Google’s DeepMind artificial intelligence program may be best known for building AplhaGO, which beat one of the world’s best Go players, but the technology has numerous applications in the field of science and could prove especially helpful to the hearing impaired.
Researchers from Oxford University and DeepMind teamed up to create an AI system trained using 5000 hours of BBC videos, which contained 118,000 sentences. It managed to outperform a professional lip-reader who provides services for UK courts.
When shown a random sample of 200 videos from BBC broadcasts, the human lip-reader was able to decipher less than a quarter of the spoken words. But when the AI system was tested using the same data set, it deciphered almost half the words and could make out entire complex phrases.

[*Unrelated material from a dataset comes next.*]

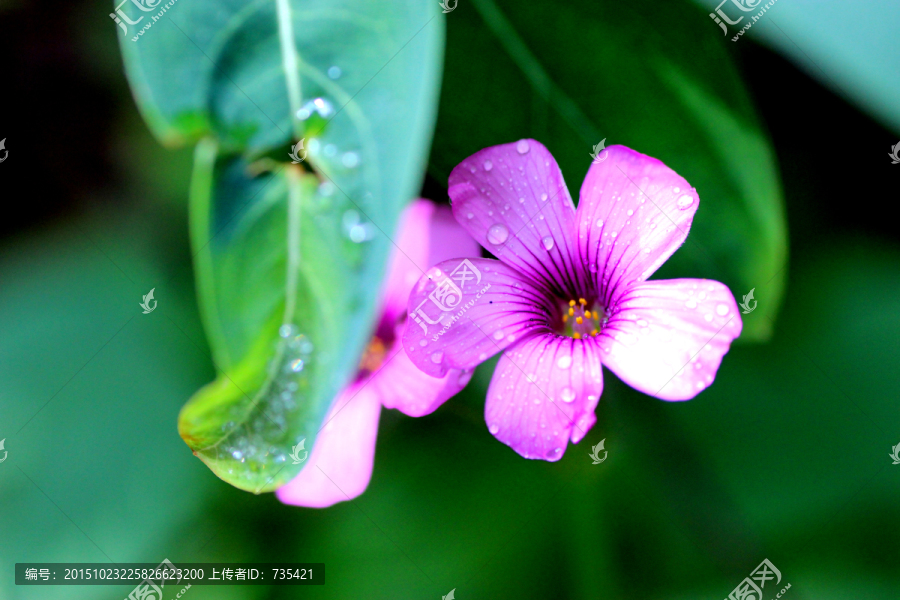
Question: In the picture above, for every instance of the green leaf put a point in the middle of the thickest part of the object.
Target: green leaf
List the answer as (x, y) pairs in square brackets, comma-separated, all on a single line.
[(656, 79), (289, 257)]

Additionally, the machine was able to annotate 46 percent of the words without error, whereas the professional only managed around 12 percent. Most of the AI’s mistakes were minor, like missing the ‘s’ from the end of words.

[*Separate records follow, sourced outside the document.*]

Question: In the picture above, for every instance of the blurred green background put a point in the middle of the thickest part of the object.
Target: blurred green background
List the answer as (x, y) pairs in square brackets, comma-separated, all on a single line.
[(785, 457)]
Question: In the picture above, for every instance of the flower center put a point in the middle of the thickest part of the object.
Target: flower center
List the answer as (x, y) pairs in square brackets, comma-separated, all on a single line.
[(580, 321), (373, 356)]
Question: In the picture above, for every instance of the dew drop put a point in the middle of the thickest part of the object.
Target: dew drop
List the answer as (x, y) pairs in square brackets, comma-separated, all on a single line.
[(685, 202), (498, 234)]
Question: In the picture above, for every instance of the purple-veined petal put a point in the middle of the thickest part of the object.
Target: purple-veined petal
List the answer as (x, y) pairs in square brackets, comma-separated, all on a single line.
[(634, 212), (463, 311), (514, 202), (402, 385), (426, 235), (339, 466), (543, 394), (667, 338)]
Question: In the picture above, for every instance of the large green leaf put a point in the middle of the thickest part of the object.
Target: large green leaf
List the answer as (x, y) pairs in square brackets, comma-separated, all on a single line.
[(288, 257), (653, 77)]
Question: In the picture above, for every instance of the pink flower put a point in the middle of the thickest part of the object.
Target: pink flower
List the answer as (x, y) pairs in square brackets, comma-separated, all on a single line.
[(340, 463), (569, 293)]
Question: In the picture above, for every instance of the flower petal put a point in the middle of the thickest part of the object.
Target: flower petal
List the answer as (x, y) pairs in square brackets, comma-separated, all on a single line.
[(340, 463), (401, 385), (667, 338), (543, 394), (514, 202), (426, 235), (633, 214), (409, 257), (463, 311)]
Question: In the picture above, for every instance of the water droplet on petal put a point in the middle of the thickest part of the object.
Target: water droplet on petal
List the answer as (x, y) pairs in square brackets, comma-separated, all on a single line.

Two weeks ago, another deep learning system that can read lips was developed at the University of Oxford. LipNet was also able to beat a human when it came to accurately reading lips, though the data set used in this instance, called GRID, contained only 51 unique words, whereas the BBC data contains nearly 17,500, according to New Scientist.
GRID also used well-lit videos of people facing the camera and reading three seconds worth of words. After showing the AI 29,000 videos, it had an error rate of just 6.6 percent, while humans that were tested using 300 similar videos had an average error rate of 47.7 percent.
Researchers say the system could find use in mobile technologies, virtual assistants, and for general speech recognition tasks. It could also be invaluable in helping deaf and hearing-impaired people understand others.
"A machine that can lip read opens up a host of applications: 'dictating' instructions or messages to a phone in a noisy environment; transcribing and redubbing archival silent films; resolving multi-talker simultaneous speech; and, improving the performance of automated speech recognition in general," wrote the researchers in their paper.